STILL A LONG WAY TO GO

This desert moss can teach us how to design a cleaner urinal

We need cleaner urinals.

And yes, there is a team of scientists dedicated to solving this problem—the Splash Lab form Utah State University.

To assist them in their quest, the team has been studying a magical desert moss, Syntrichia caninervis, the master of water collection.

Living in some of driest deserts in the northern hemisphere, this moss has developed a cool trick to pull water from dry air. Credit goes to the tiny (0.5-2mm-long) hair-like awns at the tip of each leaf. The awns are covered in nano- and micro-scale grooves, which are the perfect size and shape to condense water from the air. The moss’ secret weapon was the subject of a study conducted by a team of scientists from the U.S. and China.

“There are other plants that use dew and fog to survive in the desert. But this one is particularly well adapted. It can have water formed in it before the dew point is reached. This is very important because it means it’s the first place in the area where the water will form,” says Tadd Truscott, one of the researchers involved in the study, and also the principal investigator of the Splash Lab.

The lab captured the mesmerizing water-collecting process using high-speed video and an electron microscope, shown in the video above.

As they consider applications for the moss, the scientists have learned that it is also very good at fighting erosion. Because the moss would like to keep every droplet available, they create a screen (almost like black hole) that helps absorb rainfall to the greatest extent.
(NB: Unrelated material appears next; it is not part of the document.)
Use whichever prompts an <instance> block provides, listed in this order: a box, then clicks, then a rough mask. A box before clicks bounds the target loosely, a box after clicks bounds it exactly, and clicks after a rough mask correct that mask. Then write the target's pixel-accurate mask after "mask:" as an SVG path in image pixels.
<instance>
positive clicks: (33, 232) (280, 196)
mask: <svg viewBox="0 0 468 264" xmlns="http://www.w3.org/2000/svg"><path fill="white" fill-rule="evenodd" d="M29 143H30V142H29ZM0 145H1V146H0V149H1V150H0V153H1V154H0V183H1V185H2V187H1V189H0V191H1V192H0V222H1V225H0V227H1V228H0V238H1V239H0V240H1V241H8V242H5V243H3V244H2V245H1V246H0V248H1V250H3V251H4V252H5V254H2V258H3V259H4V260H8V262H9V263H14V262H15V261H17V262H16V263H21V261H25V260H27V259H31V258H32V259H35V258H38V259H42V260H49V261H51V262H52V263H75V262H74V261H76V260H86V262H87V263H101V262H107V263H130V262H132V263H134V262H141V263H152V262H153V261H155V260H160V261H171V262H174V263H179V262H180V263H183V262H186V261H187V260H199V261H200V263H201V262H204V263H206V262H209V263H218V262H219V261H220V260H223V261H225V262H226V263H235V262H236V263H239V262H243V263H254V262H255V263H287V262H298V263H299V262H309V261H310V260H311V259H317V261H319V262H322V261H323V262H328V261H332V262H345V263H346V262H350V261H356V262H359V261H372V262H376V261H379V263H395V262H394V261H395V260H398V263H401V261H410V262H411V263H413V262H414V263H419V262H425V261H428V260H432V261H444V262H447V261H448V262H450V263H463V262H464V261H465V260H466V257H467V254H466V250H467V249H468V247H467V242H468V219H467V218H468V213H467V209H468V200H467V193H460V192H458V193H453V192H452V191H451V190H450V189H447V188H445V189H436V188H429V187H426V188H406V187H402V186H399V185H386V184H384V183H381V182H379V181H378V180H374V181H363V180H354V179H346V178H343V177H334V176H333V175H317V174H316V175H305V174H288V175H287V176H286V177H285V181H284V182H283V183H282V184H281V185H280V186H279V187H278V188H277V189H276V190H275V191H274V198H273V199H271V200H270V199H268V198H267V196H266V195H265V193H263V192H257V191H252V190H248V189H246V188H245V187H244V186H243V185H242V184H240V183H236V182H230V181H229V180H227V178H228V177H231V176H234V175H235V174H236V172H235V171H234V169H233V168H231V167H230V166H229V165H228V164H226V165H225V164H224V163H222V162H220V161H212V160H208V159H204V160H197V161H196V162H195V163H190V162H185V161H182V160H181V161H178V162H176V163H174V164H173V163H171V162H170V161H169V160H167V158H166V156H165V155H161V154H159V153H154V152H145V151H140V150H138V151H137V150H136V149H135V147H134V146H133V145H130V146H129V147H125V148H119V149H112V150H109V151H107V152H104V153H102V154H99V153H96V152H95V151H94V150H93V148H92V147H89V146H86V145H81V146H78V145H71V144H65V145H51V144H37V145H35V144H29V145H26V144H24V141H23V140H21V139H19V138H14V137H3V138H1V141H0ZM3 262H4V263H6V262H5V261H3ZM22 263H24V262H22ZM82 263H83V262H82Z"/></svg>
This has inspired the Splash Lab team, who are trying to figure out if they can adapt this feature to the design of urinal pads, to reduce splash back.

And in case you might wonder, creating cleaner urinals is not the only possible application of this discovery. The moss’ techniques could be adapted to create water cooling towers that consume less energy, for example.

Scientists say they will continue to study the plant and manufacture some “awn-like” features to see if they can reproduce similar results with man-made materials.